– Амбец![1 – Амбец (жаргон) – крантец, гибель, смерть, конец, полный абзац, финита ля комедия, ад кромешный, северный зверек, реально нет слов, бросай работу, все умерли – пипец, короче.] – пробормотал я. – Вот это глюк!
– Красивое имя, – благосклонно кивнула девушка, безо всяких видимых усилий вися в воздухе на уровне моего лица, – я принимаю его. Амбец Первая, Разрушительница, Повелительница гор, Владычица недр, Великолепная, Неотразимая, Приносящая Радость и Карающая Врагов! Неплохо звучит, как ты считаешь?
Я только тряс головой, пытаясь прогнать наваждение.
– Ты кто, глюк?
– Какой же мне бестолковый абориген достался! Ты что, эльфов никогда не видел, убогий?
– Слушай, мелочь пузатая, ты мне зубы не заговаривай. Я даже роман крутил с эльфийкой, и рост у нее был значительно выше, чем у тебя.
Амбец Первая при моих словах испуганно взмахнула рукой, и перед нею прямо в воздухе возникло миниатюрное зеркало, в которое она тут же уставилась, а я уставился на нее, впервые столкнувшись с проявлением магии в обычном мире.
– Нет у меня никакого пуза! – с облегчением констатировала девица, покачивая крутыми бедрами. – Так ты, наверное, с толкинутой эльфой роман крутил, а я настоящая темная альва – дух природы. Короче, я твой хранитель.
– А почему чернокожая?
– Чем тебе не нравится цвет моей кожи? Может быть, ты расист?
– К симпатичным девушкам я очень даже гуманист. Так ты ангел-хранитель?
– Ну ты дебил! Ты видишь у меня крылья за спиной? Или нимб над головой? Говорю же, хранитель я! Тело твое хранить буду от посягательств. – И она ехидно захихикала, обнажая острые белые зубки. – Короче, если что, я здесь.
При этих словах Амбец исчезла, а я вновь оказался на поляне. Солнце катилось к горизонту, парни уже собрались и весело переговаривались, ожидая меня. Похоже, никто не заметил моего исчезновения. На голове зашевелился Белочка.
– Сразу видно, кто из нас сегодня ночью не спал, – подмигнул мне инкуб и решительно зашагал в сторону виднеющегося города.
Приснилось, решил я, догоняя Геракла. Хашиш окинул меня внимательным взглядом.
– Соль, будешь играть роль разбалованного сынка богатых родителей, которому обет не позволяет проливать кровь в путешествии. В этом мире среди знатных лоботрясов сумасшедшие обеты в моде. Так что ты сможешь вполне официально пользоваться «бескровной» дубинкой, которую называешь бита.
– С чего это? – оглянулся на нас Вал.
– Он единственный среди нас, кто не вооружен мечом.

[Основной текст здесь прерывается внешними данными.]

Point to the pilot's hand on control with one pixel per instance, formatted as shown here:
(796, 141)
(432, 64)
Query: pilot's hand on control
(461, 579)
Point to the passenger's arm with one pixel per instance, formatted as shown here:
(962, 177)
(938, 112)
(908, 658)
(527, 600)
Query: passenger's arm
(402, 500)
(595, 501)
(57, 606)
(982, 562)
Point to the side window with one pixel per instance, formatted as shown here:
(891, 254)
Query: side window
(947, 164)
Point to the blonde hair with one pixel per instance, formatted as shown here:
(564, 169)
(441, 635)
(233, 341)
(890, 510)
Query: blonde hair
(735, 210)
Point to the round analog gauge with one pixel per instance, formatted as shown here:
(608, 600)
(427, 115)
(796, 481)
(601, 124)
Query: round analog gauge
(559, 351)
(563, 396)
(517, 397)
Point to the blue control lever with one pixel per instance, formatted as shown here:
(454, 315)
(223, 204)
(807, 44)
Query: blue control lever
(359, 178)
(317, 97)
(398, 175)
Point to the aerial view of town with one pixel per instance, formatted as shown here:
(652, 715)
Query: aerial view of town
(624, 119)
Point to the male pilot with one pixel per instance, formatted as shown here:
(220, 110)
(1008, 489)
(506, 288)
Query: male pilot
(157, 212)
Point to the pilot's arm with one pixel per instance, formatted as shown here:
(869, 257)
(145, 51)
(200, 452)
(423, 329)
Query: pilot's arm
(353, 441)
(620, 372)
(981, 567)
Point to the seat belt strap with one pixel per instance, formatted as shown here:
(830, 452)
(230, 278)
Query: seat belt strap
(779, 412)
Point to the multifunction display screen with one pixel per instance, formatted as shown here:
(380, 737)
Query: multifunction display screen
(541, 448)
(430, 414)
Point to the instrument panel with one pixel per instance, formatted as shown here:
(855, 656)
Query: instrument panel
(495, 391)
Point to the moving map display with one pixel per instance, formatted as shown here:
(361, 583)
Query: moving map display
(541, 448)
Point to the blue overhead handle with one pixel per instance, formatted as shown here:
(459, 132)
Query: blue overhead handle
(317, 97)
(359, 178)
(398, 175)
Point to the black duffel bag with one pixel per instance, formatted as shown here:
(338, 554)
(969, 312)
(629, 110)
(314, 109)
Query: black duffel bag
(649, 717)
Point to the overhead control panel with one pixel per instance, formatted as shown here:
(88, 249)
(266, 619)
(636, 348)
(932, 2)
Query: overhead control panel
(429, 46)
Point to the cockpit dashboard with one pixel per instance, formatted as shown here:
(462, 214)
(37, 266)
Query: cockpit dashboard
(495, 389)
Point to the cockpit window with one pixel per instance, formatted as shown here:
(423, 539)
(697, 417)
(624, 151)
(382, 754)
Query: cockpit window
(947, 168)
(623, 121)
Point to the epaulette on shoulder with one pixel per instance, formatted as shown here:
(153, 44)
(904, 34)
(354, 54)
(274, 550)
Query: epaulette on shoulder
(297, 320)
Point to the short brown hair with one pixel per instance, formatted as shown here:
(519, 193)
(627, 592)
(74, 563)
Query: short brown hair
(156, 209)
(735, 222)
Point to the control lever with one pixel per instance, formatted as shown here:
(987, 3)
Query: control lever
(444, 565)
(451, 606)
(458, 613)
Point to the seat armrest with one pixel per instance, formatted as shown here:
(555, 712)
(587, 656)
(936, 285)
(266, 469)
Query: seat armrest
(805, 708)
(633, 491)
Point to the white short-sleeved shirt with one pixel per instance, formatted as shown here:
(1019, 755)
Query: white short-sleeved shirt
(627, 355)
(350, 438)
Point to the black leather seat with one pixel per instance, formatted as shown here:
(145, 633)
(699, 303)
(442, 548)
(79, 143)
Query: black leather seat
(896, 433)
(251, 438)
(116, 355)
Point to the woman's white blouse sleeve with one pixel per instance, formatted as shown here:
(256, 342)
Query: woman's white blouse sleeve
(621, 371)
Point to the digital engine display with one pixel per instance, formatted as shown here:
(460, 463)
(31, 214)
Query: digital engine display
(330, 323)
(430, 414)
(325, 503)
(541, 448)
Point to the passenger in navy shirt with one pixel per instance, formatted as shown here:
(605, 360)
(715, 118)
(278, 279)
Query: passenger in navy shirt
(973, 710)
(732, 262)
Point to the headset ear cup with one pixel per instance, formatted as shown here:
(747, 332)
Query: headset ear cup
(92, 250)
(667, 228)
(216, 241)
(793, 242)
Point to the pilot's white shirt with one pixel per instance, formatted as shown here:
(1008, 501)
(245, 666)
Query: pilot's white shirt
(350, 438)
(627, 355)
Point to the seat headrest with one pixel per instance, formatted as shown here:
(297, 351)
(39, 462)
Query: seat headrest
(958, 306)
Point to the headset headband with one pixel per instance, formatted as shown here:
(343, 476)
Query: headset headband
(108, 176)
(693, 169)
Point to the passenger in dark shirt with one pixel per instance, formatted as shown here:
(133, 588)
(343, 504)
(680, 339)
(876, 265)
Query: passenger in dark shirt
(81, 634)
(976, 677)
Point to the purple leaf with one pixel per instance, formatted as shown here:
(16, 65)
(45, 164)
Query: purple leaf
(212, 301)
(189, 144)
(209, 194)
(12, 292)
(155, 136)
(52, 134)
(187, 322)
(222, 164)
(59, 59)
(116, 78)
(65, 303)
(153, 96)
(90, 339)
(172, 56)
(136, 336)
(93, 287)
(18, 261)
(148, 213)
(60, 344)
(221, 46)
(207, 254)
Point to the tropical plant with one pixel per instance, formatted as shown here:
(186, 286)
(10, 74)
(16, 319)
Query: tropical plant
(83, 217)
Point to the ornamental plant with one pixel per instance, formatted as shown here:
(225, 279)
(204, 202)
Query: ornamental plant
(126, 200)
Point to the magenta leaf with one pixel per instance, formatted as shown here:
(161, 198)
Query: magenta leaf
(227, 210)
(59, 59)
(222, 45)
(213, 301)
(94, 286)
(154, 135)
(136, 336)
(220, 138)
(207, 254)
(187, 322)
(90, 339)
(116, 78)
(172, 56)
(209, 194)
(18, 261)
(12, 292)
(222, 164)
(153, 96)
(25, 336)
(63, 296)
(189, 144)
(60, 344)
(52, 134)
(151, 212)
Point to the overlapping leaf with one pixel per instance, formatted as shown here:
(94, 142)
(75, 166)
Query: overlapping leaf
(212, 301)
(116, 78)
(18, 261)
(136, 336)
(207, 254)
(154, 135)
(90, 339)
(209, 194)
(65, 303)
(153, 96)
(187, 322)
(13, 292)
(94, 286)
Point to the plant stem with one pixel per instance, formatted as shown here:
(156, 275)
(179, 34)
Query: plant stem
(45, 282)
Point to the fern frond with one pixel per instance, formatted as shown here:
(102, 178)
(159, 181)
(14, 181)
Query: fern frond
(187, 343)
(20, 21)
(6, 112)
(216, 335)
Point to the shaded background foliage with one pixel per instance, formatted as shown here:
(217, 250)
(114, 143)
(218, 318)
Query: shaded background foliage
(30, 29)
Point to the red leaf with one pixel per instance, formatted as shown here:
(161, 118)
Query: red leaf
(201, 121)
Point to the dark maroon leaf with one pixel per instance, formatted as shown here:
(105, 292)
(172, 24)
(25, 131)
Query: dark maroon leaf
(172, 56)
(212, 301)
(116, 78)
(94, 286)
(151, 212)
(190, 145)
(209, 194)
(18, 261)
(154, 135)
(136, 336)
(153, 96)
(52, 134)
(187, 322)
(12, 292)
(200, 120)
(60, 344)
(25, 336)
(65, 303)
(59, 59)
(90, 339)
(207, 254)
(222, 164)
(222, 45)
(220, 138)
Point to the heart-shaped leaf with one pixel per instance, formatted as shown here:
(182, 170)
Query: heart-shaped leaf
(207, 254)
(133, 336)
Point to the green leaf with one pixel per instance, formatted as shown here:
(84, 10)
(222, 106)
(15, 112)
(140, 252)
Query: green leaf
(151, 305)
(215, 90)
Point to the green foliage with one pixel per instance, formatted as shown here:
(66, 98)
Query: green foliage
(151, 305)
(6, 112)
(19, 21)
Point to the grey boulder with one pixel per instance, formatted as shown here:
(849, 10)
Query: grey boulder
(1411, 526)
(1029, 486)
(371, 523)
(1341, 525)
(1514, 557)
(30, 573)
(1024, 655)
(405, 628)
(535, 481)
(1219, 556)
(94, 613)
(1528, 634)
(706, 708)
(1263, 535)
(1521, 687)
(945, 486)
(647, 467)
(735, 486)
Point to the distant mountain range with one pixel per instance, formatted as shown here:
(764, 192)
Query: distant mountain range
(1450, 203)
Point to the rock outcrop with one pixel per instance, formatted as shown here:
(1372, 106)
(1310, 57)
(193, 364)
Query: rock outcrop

– А вы тогда кем будете? – поинтересовался я, совершенно не возражая побыть богачом.
– Твоей охраной, благородный мессир, – и под дружный хохот Хаш изысканно поклонился.
– На кой это все? Завтра мы начнем практику, и этот маскарад никому не будет нужен.
– Практика у нас пять дней в неделю с девяти до семнадцати и два дня выходных. Никто не пойдет на нарушение трудового распорядка. Оба ректора очень за этим следят, а связываться с ними ни один бог не захочет. Так что после пяти вечера мы свободны, а все приключения, как ты знаешь, начинаются только с наступлением темноты. – Вал расплылся в предвкушающей улыбке.
– Отлично. Значит, я босс? В таком случае двое меня несут, а то у меня ноги после вчерашних танцев болят, а двое возьмите большие лопухи и обмахивайте мое мессирство, да машите активнее, чтоб ветерок постоянный был.
Я скрутил две «козы» и на всякий случай отодвинулся, давая себе простор для маневра. Парни ошарашенно смотрели на мои оттопыренные мизинцы и указательные пальцы.
– Это ты нам сейчас сказал?
– Борзой, да? Типа, авторитет, да?
– А в челюсть?
– В роль вхожу. – Я приготовился драпать. – Репетирую! – уже на бегу прокричал я, улепетывая от разъяренных демонов в сторону виднеющегося города.
Меня догнали через двести метров, повалили на землю и с хохотом начали сдирать верхнюю одежду.
– Эй, что вы делаете, ироды? – заорал я, пытаясь вывернуться.
– Будем делать из тебя настоящего аристократа!
– Зачем мне это надо? Чем вам мой вид не нравится? Эй, уберите руки от моих штанов! Джинсы оставьте!
– Мы все слишком высокого роста для этой части мира. Да еще и пешие. Это будет бросаться в глаза.
– И что делать?
Парни весело переглянулись, и я моментально покрылся гусиной кожей, предчувствуя пакость.